The structure of the legislation is the basic problem. Customs is a law enforcement agency in part–they deal with many criminal or quasi-criminal matters including fraud, misdescription of imported goods, under-valuation, misclassification, etc. Throughout history, private parties have been able to go to Customs and reveal information about misconduct. Customs accepts the information and conducts (or not) investigations.
One of the critical things about our democracy is that law enforcement has too much to do. The public regularly complains that miscreants are not prosecuted because law enforcement does not have the resources. They complain that certain kinds of Customs violations are under-enforced. The petitioners in AD/CVD cases have badgered Congress for years about this, although they can point to no evidence of misconduct going unaddressed. Customs tried to defend their record but ran into a political buzz-saw.
A private party that wants to stop imports can now present allegations to Customs of “duty evasion” and FORCE Customs to investigate it. Further, Customs must report the results of the investigation to the accusing party (e.g., Wheatland).
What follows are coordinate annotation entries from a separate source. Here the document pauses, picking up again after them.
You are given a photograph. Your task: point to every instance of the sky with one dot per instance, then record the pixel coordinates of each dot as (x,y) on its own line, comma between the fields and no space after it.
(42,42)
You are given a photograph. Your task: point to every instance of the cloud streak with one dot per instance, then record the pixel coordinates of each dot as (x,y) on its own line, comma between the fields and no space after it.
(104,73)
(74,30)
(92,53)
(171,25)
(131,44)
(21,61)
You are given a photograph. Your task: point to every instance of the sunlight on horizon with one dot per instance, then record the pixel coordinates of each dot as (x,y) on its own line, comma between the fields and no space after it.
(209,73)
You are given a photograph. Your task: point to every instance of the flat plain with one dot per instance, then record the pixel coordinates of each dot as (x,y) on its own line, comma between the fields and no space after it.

If they decline to find “evasion” then the accusing party gets a second bite at the apple in the form of a Customs “administrative review” (not to be confused with a proceeding by the same name conducted by the Commerce Department in AD/CVD cases).
Win or lose, the accusing party can bring the accused party to its knees financially by forcing one (or maybe two) Customs investigations, which will run up legal fees in the hundreds of thousands of dollars (maybe a lot more). This kind of financial leverage should not be placed in private hands, especially the hands of competitors in the market place.
You suggested that Customs is out of its league here. I don’t think that’s a problem. Under the Tariff Act, Customs is responsible for investigating alleged fraud, gross negligence and simple negligence. The extra burden on Customs is revealed by the requirement that they disclose the results of the investigation to a private party or parties making the allegation.
Thus far, Customs has decided not to share confidential information collected in the investigation with the accusing party. Lobbyists for petitioners are actively trying to change that and have an “administrative protective order” provision that would allow counsel for accusing parties to see all the confidential information. If Customs were required to do that, many accused parties would simply not play the game.
That would be a huge setback for fairness.
I hope I’ve explained my misgivings about this. I think it’s a mistake and that the problem it purports to address has not been shown to be as widespread as its proponents make out.